Petitioners allegations are too general and unsubstantiated by the records for
the Court to pass upon. The persons involved are not identified, details of
their appointments and transfers such as position, salary grade, and the date
they were appointed - are not given; and the circumstances which attended
the alleged violations are not specified.
Even granting that these alleged errors were adequately proven by the
petitioners, they would still not invalidate Executive Order No. 102. Any
serious legal errors in laying down the compensation of the DOH employees
concerned can only invalidate the pertinent provisions of Department
Circular No. 312, Series of 2000.Likewise, any questionable appointments
or transfers are properly addressed by an appeal process provided under
Administrative Order No. 94, series of 2000;[39] and if the appeal is
meritorious, such appointment or transfer may be invalidated. The validity
of Executive Order No. 102 would, nevertheless, remain unaffected. Settled
is the rule that courts are not at liberty to declare statutes invalid, although
they may be abused or misabused, and may afford an opportunity for abuse
in the manner of application. The validity of a statute or ordinance is to be
determined from its general purpose and its efficiency to accomplish the end
desired, not from its effects in a particular case.[40]
In a number of cases,[41] the Court upheld the standing of citizens who
filed suits, wherein the transcendental importance of the constitutional
question justified the granting of relief. In spite of these rulings, the Court,
in Domingo v. Carague,[42] dismissed the petition when petitioners therein
failed to show any present substantial interest. It demonstrated how even in
the cases in which the Court declared that the matter of the case was of
transcendental importance, the petitioners must be able to assert substantial
interest. Present substantial interest, which will enable a party to question
the validity of the law, requires that a party sustained or will sustain direct
injury as a result of its enforcement. [43] It is distinguished from a mere
expectancy or future, contingent, subordinate, or inconsequential interest.[44]

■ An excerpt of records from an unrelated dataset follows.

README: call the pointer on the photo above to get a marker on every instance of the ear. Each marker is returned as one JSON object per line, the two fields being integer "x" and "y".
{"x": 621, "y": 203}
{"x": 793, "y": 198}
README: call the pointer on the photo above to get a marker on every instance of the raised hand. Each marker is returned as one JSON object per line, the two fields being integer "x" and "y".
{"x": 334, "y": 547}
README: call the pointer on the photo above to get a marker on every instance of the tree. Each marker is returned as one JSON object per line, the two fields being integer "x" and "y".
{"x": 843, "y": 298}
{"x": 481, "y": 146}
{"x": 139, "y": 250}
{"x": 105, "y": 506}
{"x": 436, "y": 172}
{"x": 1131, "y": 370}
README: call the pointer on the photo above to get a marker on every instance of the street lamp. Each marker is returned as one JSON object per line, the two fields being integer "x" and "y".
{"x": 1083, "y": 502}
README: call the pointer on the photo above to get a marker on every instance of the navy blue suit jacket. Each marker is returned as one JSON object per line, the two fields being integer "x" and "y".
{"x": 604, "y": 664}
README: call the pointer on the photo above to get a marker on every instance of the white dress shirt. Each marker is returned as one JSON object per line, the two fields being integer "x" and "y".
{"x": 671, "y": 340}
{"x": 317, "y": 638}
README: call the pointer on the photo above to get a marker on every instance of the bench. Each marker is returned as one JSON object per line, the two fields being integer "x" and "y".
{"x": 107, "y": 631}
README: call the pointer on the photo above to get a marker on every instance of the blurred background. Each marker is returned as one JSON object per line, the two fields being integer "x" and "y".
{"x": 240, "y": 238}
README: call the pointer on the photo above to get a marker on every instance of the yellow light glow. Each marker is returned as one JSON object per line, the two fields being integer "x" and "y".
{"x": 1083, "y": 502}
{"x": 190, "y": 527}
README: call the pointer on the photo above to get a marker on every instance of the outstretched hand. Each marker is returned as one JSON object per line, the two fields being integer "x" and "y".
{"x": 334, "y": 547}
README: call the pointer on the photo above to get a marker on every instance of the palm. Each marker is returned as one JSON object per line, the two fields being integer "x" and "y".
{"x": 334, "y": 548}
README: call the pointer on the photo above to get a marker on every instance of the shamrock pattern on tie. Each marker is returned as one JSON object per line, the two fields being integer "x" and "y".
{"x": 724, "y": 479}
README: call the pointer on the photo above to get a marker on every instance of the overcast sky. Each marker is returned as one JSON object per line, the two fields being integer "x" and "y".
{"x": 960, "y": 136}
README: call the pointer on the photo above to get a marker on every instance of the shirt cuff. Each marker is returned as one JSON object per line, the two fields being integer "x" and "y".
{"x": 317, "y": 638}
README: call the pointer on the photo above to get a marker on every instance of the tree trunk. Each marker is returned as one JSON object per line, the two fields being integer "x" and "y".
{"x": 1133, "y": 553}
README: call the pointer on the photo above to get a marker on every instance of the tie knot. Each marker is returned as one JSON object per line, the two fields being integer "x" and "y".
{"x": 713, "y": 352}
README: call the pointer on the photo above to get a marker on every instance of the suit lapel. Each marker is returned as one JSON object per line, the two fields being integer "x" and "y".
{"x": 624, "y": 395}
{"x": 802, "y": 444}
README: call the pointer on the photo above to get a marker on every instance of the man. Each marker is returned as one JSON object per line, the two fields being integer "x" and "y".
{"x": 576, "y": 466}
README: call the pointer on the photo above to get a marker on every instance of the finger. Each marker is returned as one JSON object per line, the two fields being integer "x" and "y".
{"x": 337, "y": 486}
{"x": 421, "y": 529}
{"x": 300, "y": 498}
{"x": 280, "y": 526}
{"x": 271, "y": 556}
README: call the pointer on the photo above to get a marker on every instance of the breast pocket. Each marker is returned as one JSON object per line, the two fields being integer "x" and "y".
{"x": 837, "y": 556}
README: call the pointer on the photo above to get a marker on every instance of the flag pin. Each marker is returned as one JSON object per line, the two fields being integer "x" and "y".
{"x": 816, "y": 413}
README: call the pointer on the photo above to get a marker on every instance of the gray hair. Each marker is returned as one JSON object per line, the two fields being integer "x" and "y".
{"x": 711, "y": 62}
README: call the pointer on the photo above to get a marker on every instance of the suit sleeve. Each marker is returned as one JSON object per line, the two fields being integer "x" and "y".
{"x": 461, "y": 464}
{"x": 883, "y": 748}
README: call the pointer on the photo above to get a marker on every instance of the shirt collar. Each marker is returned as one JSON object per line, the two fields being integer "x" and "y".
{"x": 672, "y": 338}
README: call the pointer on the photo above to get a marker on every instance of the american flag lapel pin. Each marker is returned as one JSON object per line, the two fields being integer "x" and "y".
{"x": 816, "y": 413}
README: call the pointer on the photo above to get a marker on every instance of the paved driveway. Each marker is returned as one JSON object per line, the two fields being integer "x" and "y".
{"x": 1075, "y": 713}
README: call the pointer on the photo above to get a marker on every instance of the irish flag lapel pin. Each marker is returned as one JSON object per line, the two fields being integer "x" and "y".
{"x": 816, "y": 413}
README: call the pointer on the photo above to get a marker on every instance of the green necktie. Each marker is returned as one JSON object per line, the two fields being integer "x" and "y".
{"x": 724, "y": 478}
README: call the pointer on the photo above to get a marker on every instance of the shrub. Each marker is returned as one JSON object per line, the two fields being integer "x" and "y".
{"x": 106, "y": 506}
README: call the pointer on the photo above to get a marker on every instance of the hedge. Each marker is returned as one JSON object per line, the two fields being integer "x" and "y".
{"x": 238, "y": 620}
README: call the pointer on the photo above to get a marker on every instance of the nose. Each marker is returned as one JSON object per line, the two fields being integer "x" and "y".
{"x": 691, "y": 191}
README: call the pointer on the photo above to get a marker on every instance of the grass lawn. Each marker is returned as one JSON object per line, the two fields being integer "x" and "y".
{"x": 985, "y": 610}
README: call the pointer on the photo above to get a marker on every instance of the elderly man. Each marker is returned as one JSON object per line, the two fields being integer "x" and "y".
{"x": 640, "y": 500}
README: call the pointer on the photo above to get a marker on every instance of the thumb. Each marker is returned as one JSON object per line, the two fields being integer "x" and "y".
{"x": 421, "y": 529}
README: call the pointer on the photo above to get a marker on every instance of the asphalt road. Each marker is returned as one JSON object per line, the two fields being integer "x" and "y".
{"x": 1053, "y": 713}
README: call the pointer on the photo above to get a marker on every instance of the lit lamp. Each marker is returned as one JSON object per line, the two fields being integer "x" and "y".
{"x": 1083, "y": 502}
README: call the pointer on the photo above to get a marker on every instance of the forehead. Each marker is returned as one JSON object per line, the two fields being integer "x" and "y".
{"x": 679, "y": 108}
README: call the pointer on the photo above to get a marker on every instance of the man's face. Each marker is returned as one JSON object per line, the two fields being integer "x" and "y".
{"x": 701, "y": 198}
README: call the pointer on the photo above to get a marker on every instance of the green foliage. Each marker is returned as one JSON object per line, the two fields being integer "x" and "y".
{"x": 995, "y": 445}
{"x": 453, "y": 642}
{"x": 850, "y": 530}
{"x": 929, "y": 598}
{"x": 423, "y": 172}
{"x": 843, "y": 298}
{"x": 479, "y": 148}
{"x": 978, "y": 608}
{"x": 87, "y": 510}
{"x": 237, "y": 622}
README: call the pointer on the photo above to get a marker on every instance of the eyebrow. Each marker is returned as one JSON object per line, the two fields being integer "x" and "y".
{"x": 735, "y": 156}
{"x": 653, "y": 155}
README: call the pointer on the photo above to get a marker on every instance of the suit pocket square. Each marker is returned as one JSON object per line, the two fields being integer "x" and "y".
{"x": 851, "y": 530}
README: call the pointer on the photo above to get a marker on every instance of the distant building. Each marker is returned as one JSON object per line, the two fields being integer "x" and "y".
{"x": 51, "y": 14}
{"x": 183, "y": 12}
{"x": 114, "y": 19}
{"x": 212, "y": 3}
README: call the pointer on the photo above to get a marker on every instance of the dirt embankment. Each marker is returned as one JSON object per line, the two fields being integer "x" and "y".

In the same way, the Court, in Telecommunications & Broadcast
Attorneys of the Philippines, Inc. v. Comelec,[45] ruled that a citizen is
allowed to raise a constitutional question only when he can show that he has
personally suffered some actual or threatened injury as a result of the
allegedly illegal conduct of the government; the injury is fairly traceable to
the challenged action; and the injury is likely to be redressed by a favorable
action. This case likewise stressed that the rule on constitutional questions
which are of transcendental importance cannot be invoked where a partys
substantive claim is without merit. Thus, a partys standing is determined by
the substantive merit of his case or a preliminary estimate thereof. After a
careful scrutiny of the petitioners substantive claims, this Court finds that the
petitioners miserably failed to show any merit to their claims.